Brewing budget deal spares health program, defers tax cuts

ST. PAUL — Minnesota’s legislative leaders announced late Friday that they were closing in on a sweeping deal for a new two-year budget that pumps more than $400 million into public schools and preserves a health care program for the working poor, but likely leaves a transportation funding plan and a package of tax cuts until next year.

The tentative deal still lacks Gov. Mark Dayton’s endorsement and he threatened to take down the education package unless lawmakers ramp it up to $550 million in new spending, with some of that going toward a new state-paid preschool program for all 4-year-olds.

“If they send me a bill for less than $550m million, then my view is a special session is their fault and their responsibility,” Dayton told The Associated Press in an interview.

Dayton’s stance threw a wrinkle in an apparent agreement, which Democratic Senate Majority Leader Tom Bakk and Republican House Speaker Kurt Daudt announced after five days of closed-door talks involving Dayton. They said they would rush to pass it by Monday’s adjournment deadline.

“Sometimes the best negotiations are when everyone walks away from the table grumbling a little bit,” Bakk said. “No one walks away angry, but everybody is grumbling a little bit.”
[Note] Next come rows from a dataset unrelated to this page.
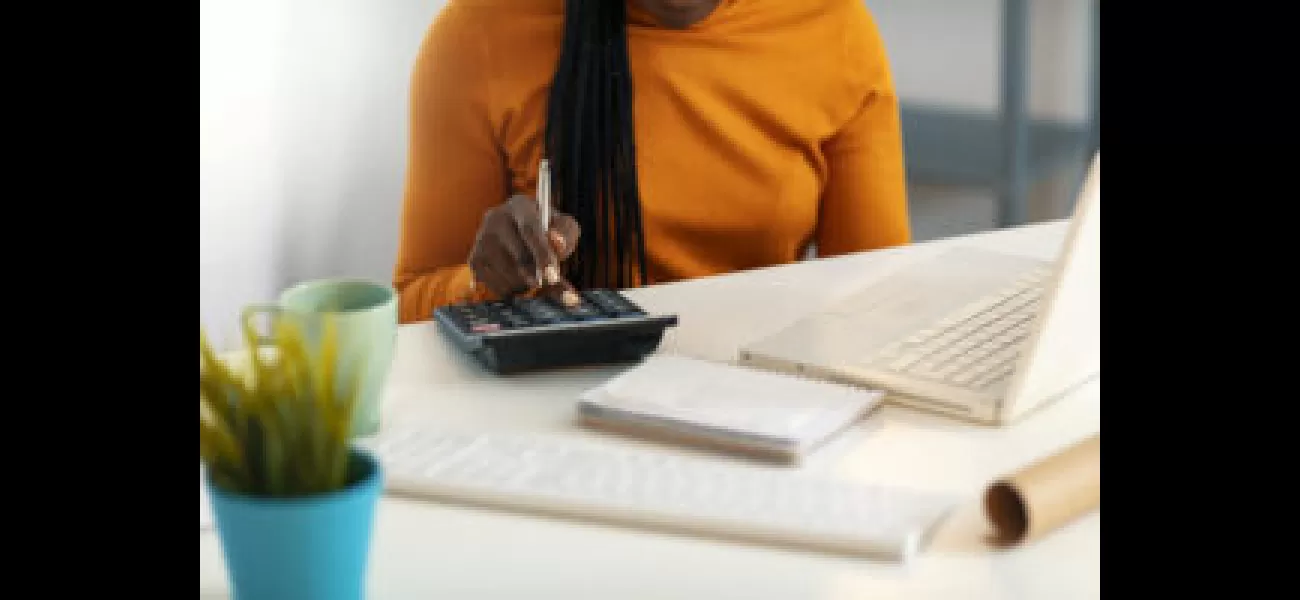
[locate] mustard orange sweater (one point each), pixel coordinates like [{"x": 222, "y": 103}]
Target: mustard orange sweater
[{"x": 768, "y": 126}]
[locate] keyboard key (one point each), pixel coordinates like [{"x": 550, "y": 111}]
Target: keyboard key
[{"x": 610, "y": 303}]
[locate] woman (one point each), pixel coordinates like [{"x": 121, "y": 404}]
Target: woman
[{"x": 685, "y": 138}]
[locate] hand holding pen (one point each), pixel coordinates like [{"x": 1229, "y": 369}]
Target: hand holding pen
[{"x": 521, "y": 243}]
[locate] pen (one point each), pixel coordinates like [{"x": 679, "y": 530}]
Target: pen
[
  {"x": 544, "y": 211},
  {"x": 544, "y": 192}
]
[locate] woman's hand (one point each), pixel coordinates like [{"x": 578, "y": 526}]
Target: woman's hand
[{"x": 514, "y": 255}]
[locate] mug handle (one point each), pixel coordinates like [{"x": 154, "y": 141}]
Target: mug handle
[{"x": 252, "y": 311}]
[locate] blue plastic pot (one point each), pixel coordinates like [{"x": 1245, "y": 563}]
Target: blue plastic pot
[{"x": 308, "y": 548}]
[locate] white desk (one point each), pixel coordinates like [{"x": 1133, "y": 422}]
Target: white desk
[{"x": 428, "y": 551}]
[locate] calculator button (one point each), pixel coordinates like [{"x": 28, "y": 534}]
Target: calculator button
[
  {"x": 611, "y": 304},
  {"x": 538, "y": 311}
]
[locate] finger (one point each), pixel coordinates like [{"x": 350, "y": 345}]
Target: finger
[
  {"x": 499, "y": 270},
  {"x": 563, "y": 235},
  {"x": 527, "y": 222},
  {"x": 562, "y": 292}
]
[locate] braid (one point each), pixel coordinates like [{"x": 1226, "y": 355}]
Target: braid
[{"x": 592, "y": 147}]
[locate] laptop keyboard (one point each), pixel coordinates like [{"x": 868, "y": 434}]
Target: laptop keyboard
[{"x": 976, "y": 347}]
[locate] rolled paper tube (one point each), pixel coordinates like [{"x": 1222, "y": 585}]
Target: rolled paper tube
[{"x": 1048, "y": 494}]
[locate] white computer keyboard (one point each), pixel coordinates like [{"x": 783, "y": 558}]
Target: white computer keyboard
[
  {"x": 658, "y": 490},
  {"x": 978, "y": 346}
]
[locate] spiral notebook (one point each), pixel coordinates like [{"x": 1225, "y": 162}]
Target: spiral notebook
[{"x": 724, "y": 407}]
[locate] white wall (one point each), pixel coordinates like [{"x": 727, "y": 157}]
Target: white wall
[
  {"x": 302, "y": 107},
  {"x": 949, "y": 51}
]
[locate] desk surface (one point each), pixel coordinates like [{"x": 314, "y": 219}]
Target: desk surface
[{"x": 424, "y": 551}]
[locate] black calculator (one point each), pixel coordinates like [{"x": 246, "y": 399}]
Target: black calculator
[{"x": 532, "y": 333}]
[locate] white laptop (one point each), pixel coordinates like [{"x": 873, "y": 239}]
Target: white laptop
[{"x": 969, "y": 333}]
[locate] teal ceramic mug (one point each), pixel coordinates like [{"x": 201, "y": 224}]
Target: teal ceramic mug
[{"x": 365, "y": 325}]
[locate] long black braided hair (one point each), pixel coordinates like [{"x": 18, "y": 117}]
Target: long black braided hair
[{"x": 592, "y": 147}]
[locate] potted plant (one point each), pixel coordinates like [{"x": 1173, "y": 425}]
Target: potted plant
[{"x": 291, "y": 496}]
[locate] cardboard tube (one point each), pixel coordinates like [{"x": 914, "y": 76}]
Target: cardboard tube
[{"x": 1048, "y": 494}]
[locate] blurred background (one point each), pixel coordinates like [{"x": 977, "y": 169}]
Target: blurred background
[{"x": 302, "y": 116}]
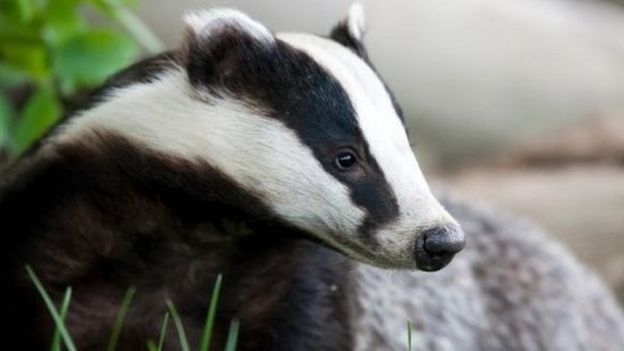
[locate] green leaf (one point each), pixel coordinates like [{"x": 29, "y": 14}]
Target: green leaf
[
  {"x": 163, "y": 332},
  {"x": 409, "y": 335},
  {"x": 5, "y": 118},
  {"x": 212, "y": 311},
  {"x": 63, "y": 21},
  {"x": 56, "y": 339},
  {"x": 230, "y": 344},
  {"x": 25, "y": 9},
  {"x": 27, "y": 57},
  {"x": 10, "y": 77},
  {"x": 118, "y": 10},
  {"x": 40, "y": 112},
  {"x": 177, "y": 321},
  {"x": 89, "y": 58},
  {"x": 119, "y": 319},
  {"x": 58, "y": 321}
]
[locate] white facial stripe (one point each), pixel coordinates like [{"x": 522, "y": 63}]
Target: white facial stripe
[
  {"x": 381, "y": 127},
  {"x": 258, "y": 152}
]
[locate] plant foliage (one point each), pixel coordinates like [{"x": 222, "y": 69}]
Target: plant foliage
[{"x": 49, "y": 52}]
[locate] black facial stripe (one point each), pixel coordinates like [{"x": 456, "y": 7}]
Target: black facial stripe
[
  {"x": 340, "y": 33},
  {"x": 289, "y": 85}
]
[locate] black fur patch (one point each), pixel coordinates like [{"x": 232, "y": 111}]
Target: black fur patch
[
  {"x": 289, "y": 85},
  {"x": 340, "y": 33},
  {"x": 104, "y": 214}
]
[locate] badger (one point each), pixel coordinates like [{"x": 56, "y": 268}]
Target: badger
[{"x": 280, "y": 161}]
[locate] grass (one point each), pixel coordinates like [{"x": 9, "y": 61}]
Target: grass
[
  {"x": 409, "y": 335},
  {"x": 62, "y": 334}
]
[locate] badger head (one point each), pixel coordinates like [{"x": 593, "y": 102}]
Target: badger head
[{"x": 304, "y": 123}]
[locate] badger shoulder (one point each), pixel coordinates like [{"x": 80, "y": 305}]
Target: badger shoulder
[{"x": 512, "y": 288}]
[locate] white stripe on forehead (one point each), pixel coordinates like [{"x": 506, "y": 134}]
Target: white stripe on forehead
[
  {"x": 258, "y": 152},
  {"x": 378, "y": 121}
]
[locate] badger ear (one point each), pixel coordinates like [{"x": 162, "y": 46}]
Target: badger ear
[
  {"x": 219, "y": 41},
  {"x": 350, "y": 31}
]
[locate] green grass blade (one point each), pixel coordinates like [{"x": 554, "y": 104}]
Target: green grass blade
[
  {"x": 60, "y": 325},
  {"x": 204, "y": 345},
  {"x": 119, "y": 319},
  {"x": 179, "y": 327},
  {"x": 56, "y": 339},
  {"x": 163, "y": 332},
  {"x": 230, "y": 345},
  {"x": 409, "y": 335}
]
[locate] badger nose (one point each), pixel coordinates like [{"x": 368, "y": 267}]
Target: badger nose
[{"x": 436, "y": 247}]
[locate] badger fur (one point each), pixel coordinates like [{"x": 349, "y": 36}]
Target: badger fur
[{"x": 281, "y": 162}]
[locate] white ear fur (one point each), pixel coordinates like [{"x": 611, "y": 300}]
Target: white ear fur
[
  {"x": 204, "y": 23},
  {"x": 356, "y": 21}
]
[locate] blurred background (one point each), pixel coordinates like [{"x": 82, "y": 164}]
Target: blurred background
[{"x": 516, "y": 103}]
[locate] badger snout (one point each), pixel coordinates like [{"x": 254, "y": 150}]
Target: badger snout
[{"x": 435, "y": 247}]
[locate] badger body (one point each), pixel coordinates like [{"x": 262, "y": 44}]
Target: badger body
[{"x": 280, "y": 162}]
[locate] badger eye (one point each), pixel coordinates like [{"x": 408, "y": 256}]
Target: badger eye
[{"x": 345, "y": 160}]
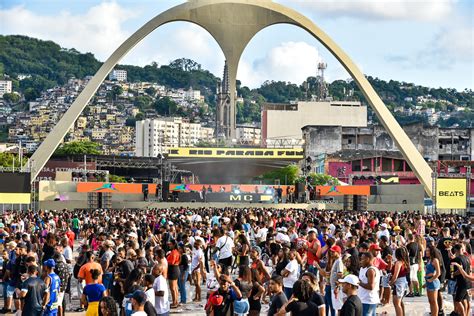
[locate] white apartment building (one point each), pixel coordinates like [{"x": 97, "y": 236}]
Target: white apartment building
[
  {"x": 248, "y": 134},
  {"x": 5, "y": 87},
  {"x": 118, "y": 75},
  {"x": 158, "y": 135}
]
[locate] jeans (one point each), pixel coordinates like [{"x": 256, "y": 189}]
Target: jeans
[
  {"x": 183, "y": 277},
  {"x": 369, "y": 309},
  {"x": 328, "y": 301}
]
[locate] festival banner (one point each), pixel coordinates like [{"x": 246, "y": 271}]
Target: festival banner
[
  {"x": 334, "y": 190},
  {"x": 236, "y": 153},
  {"x": 451, "y": 193}
]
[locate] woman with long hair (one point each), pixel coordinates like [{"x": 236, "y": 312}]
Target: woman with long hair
[
  {"x": 173, "y": 258},
  {"x": 399, "y": 281},
  {"x": 433, "y": 271},
  {"x": 107, "y": 307},
  {"x": 256, "y": 294}
]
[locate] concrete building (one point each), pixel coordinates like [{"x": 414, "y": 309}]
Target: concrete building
[
  {"x": 432, "y": 142},
  {"x": 5, "y": 87},
  {"x": 248, "y": 134},
  {"x": 158, "y": 135},
  {"x": 118, "y": 75},
  {"x": 293, "y": 117}
]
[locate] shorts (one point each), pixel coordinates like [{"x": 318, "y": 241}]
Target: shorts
[
  {"x": 173, "y": 272},
  {"x": 10, "y": 291},
  {"x": 414, "y": 272},
  {"x": 59, "y": 301},
  {"x": 461, "y": 294},
  {"x": 400, "y": 287},
  {"x": 433, "y": 286},
  {"x": 385, "y": 280}
]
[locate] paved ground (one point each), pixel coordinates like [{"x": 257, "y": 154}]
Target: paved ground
[{"x": 417, "y": 306}]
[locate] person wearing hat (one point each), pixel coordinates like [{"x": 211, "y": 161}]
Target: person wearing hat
[
  {"x": 333, "y": 295},
  {"x": 383, "y": 231},
  {"x": 352, "y": 306},
  {"x": 139, "y": 299},
  {"x": 53, "y": 284},
  {"x": 92, "y": 294}
]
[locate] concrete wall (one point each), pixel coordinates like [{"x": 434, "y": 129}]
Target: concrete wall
[
  {"x": 322, "y": 139},
  {"x": 392, "y": 197},
  {"x": 288, "y": 124}
]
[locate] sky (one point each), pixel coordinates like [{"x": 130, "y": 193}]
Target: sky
[{"x": 426, "y": 42}]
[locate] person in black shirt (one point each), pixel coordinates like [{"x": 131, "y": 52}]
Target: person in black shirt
[
  {"x": 300, "y": 303},
  {"x": 461, "y": 295},
  {"x": 316, "y": 298},
  {"x": 279, "y": 298},
  {"x": 352, "y": 306},
  {"x": 34, "y": 292}
]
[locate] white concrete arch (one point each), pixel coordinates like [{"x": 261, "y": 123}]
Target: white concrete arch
[{"x": 233, "y": 23}]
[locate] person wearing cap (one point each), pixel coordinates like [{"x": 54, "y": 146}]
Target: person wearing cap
[
  {"x": 139, "y": 299},
  {"x": 85, "y": 271},
  {"x": 290, "y": 273},
  {"x": 383, "y": 231},
  {"x": 415, "y": 254},
  {"x": 53, "y": 285},
  {"x": 34, "y": 294},
  {"x": 352, "y": 306},
  {"x": 16, "y": 268},
  {"x": 333, "y": 295},
  {"x": 93, "y": 293},
  {"x": 369, "y": 277}
]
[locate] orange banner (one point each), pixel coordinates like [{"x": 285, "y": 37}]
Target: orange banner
[
  {"x": 118, "y": 188},
  {"x": 343, "y": 190},
  {"x": 244, "y": 188}
]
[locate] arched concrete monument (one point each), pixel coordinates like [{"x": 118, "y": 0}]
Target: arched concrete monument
[{"x": 233, "y": 23}]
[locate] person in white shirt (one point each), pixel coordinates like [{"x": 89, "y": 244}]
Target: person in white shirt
[
  {"x": 224, "y": 246},
  {"x": 138, "y": 299},
  {"x": 290, "y": 273},
  {"x": 160, "y": 286},
  {"x": 197, "y": 269},
  {"x": 383, "y": 231},
  {"x": 281, "y": 237}
]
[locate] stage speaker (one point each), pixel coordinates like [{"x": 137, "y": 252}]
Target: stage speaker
[{"x": 166, "y": 191}]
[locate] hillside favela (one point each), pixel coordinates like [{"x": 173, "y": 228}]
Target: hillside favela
[{"x": 249, "y": 158}]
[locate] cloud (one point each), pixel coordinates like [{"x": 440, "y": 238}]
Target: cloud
[
  {"x": 289, "y": 61},
  {"x": 99, "y": 30},
  {"x": 177, "y": 40},
  {"x": 450, "y": 45},
  {"x": 421, "y": 10}
]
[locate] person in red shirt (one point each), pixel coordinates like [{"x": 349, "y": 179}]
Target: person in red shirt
[
  {"x": 70, "y": 236},
  {"x": 173, "y": 258},
  {"x": 313, "y": 250}
]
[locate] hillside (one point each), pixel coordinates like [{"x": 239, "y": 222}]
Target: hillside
[{"x": 48, "y": 65}]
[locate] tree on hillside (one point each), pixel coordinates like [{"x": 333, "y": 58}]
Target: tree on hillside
[
  {"x": 78, "y": 148},
  {"x": 286, "y": 175},
  {"x": 166, "y": 106},
  {"x": 11, "y": 98}
]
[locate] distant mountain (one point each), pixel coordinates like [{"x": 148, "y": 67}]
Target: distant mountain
[{"x": 47, "y": 64}]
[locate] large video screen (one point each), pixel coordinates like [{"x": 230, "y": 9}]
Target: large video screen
[{"x": 15, "y": 182}]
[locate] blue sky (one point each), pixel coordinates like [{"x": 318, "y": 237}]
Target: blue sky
[{"x": 428, "y": 42}]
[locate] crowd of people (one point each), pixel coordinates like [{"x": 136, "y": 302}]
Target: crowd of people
[{"x": 238, "y": 261}]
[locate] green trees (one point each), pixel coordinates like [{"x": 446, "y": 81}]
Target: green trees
[
  {"x": 166, "y": 106},
  {"x": 11, "y": 97},
  {"x": 10, "y": 160},
  {"x": 78, "y": 148},
  {"x": 286, "y": 175}
]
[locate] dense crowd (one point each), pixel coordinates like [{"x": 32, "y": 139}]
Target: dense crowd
[{"x": 298, "y": 262}]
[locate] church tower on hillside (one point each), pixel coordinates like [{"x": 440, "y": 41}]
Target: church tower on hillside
[{"x": 225, "y": 121}]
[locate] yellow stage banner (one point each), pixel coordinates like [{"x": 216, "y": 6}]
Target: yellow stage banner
[
  {"x": 451, "y": 193},
  {"x": 247, "y": 153}
]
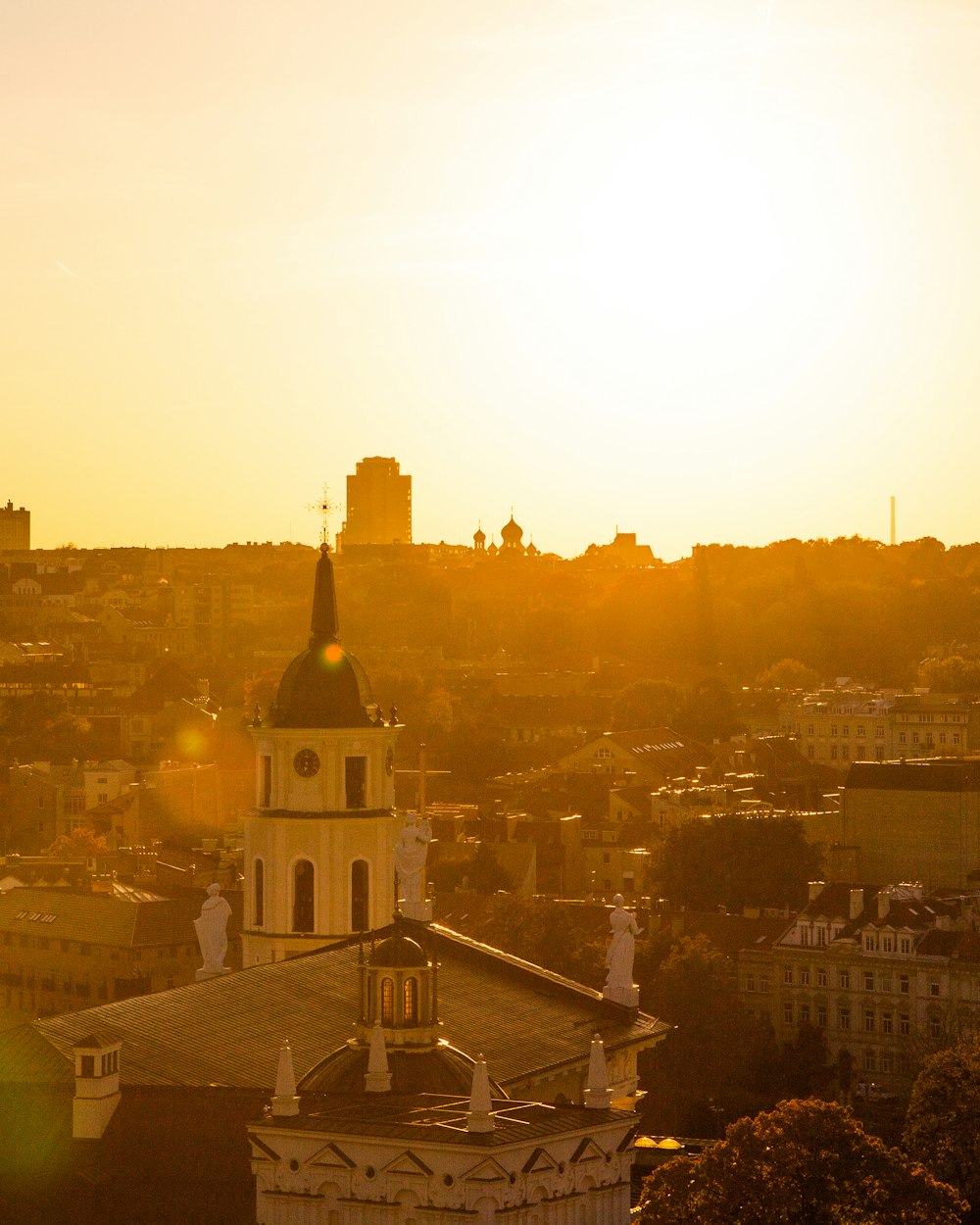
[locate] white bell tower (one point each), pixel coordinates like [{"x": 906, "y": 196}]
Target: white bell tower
[{"x": 319, "y": 842}]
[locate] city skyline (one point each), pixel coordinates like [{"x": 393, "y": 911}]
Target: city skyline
[{"x": 701, "y": 272}]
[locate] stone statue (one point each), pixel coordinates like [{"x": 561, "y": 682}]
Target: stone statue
[
  {"x": 410, "y": 858},
  {"x": 212, "y": 931},
  {"x": 618, "y": 956}
]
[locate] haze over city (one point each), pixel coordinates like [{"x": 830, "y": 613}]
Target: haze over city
[{"x": 701, "y": 270}]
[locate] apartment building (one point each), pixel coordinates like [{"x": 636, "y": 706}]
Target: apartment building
[{"x": 886, "y": 974}]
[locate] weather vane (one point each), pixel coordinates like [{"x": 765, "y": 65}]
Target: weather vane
[{"x": 324, "y": 508}]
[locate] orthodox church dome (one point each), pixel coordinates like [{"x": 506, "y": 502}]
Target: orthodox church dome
[{"x": 324, "y": 686}]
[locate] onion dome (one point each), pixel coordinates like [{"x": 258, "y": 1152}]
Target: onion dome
[
  {"x": 324, "y": 686},
  {"x": 511, "y": 532}
]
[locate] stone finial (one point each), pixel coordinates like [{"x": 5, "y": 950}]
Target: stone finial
[
  {"x": 598, "y": 1094},
  {"x": 285, "y": 1102},
  {"x": 480, "y": 1117},
  {"x": 377, "y": 1078}
]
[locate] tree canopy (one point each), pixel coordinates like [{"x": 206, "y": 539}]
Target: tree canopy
[
  {"x": 736, "y": 861},
  {"x": 942, "y": 1126},
  {"x": 807, "y": 1162}
]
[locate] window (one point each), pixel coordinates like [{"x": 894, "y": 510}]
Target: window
[
  {"x": 303, "y": 896},
  {"x": 266, "y": 783},
  {"x": 387, "y": 1001},
  {"x": 359, "y": 906},
  {"x": 356, "y": 779},
  {"x": 260, "y": 892},
  {"x": 411, "y": 1001}
]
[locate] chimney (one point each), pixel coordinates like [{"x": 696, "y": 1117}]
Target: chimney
[
  {"x": 598, "y": 1096},
  {"x": 96, "y": 1086},
  {"x": 285, "y": 1102},
  {"x": 377, "y": 1078},
  {"x": 480, "y": 1117}
]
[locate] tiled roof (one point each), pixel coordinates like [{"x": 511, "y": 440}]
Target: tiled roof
[
  {"x": 228, "y": 1030},
  {"x": 98, "y": 917}
]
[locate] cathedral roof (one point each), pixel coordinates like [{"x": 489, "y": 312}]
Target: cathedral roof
[
  {"x": 324, "y": 686},
  {"x": 439, "y": 1069}
]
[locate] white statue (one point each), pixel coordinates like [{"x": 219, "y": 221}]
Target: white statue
[
  {"x": 410, "y": 858},
  {"x": 212, "y": 931},
  {"x": 618, "y": 956}
]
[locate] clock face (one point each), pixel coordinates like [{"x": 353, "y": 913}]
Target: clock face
[{"x": 305, "y": 763}]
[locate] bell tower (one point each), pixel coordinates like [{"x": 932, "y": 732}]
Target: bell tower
[{"x": 319, "y": 841}]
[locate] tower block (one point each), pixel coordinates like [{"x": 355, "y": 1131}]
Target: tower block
[{"x": 319, "y": 841}]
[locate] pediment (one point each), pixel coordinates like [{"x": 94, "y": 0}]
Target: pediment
[
  {"x": 332, "y": 1157},
  {"x": 588, "y": 1151},
  {"x": 539, "y": 1162},
  {"x": 486, "y": 1171},
  {"x": 407, "y": 1162}
]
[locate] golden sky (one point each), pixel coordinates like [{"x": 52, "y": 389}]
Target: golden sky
[{"x": 705, "y": 270}]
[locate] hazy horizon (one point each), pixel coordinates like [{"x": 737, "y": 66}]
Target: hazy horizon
[{"x": 701, "y": 270}]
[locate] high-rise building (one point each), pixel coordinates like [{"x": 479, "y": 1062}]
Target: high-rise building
[
  {"x": 15, "y": 528},
  {"x": 378, "y": 504}
]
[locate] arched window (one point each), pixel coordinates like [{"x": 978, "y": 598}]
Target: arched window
[
  {"x": 259, "y": 877},
  {"x": 359, "y": 896},
  {"x": 303, "y": 896},
  {"x": 387, "y": 1003},
  {"x": 411, "y": 1001}
]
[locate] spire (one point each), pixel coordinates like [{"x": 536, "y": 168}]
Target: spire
[
  {"x": 324, "y": 626},
  {"x": 480, "y": 1117},
  {"x": 377, "y": 1078},
  {"x": 285, "y": 1101},
  {"x": 598, "y": 1096}
]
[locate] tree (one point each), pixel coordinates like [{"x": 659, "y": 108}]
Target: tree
[
  {"x": 788, "y": 674},
  {"x": 942, "y": 1126},
  {"x": 646, "y": 705},
  {"x": 736, "y": 861},
  {"x": 807, "y": 1162},
  {"x": 81, "y": 843}
]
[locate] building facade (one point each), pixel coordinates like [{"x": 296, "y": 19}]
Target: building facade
[
  {"x": 378, "y": 504},
  {"x": 15, "y": 528}
]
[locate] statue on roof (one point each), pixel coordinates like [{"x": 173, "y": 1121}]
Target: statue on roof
[
  {"x": 411, "y": 853},
  {"x": 618, "y": 956},
  {"x": 212, "y": 932}
]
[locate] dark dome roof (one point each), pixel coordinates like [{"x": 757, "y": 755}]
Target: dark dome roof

Barring a late change in negotiations, a “significant” amount of money would be left in the state’s coffers to take another stab next year at a long-term transportation funding plan and tax breaks, Bakk and Daudt said. Minnesota had a nearly $1.9 billion projected surplus to use while crafting the $40 billion-plus budget.

Though they still need to work out some areas of disagreement, both legislative leaders vowed the emerging deal paves the way for a timely finish.

“It’s going to take some breakneck work over the next three days to get that done,” Daudt said.

Despite hosting the talks, Dayton was absent as the leaders appeared to discuss their outline. He said the legislators asked to go over some things privately and he was blindsided by their public pronouncement he hadn’t signed off on.

“It broke the cooperative way in which we had been proceeding with no forewarning,” the governor told AP.

State-paid preschool, a top priority of his, wasn’t included in the legislative plan. The fate of other signature initiatives, such as new regulations to protect waterways from agricultural runoff, also wasn’t clear.

The amount for education is less than what Dayton wanted but more than either the House or Senate approved. That likely means schools get more on the per-pupil formula that comes with maximum flexibility.

Bakk said later Friday that lawmakers intend to send Dayton an education bill with a smaller number. “I’d be disappointed if he decided to veto $400 million in new funding” for schools,” Bakk said. “It’s a lot of money.”

Daudt also said the House would proceed with the lower number.

The two sides agreed to leave MinnesotaCare, the state’s subsidized health care program that serves nearly 100,000 low-income Minnesota residents, largely untouched for the next two years. House Republicans put that program on the chopping block, citing its growing costs and a funding source due to expire in 2019. The agreement calls for a task force to review the program’s viability.

House Minority Leader Paul Thissen, a Democrat, said his caucus wouldn’t throw up procedural obstacles to a timely finish. But he took issue with the wait-and-try-again approach, specifically leaving money behind for potential tax cuts.

“It’s fair for Minnesotans to ask: Why are you leaving that money on the bottom line when you could freeze tuition or do these other things?” he said. “The idea that getting done on time is victory is a pretty low standard to apply. We had a big opportunity to continue to build on progress and it doesn’t look like we’re going to be able to do that.”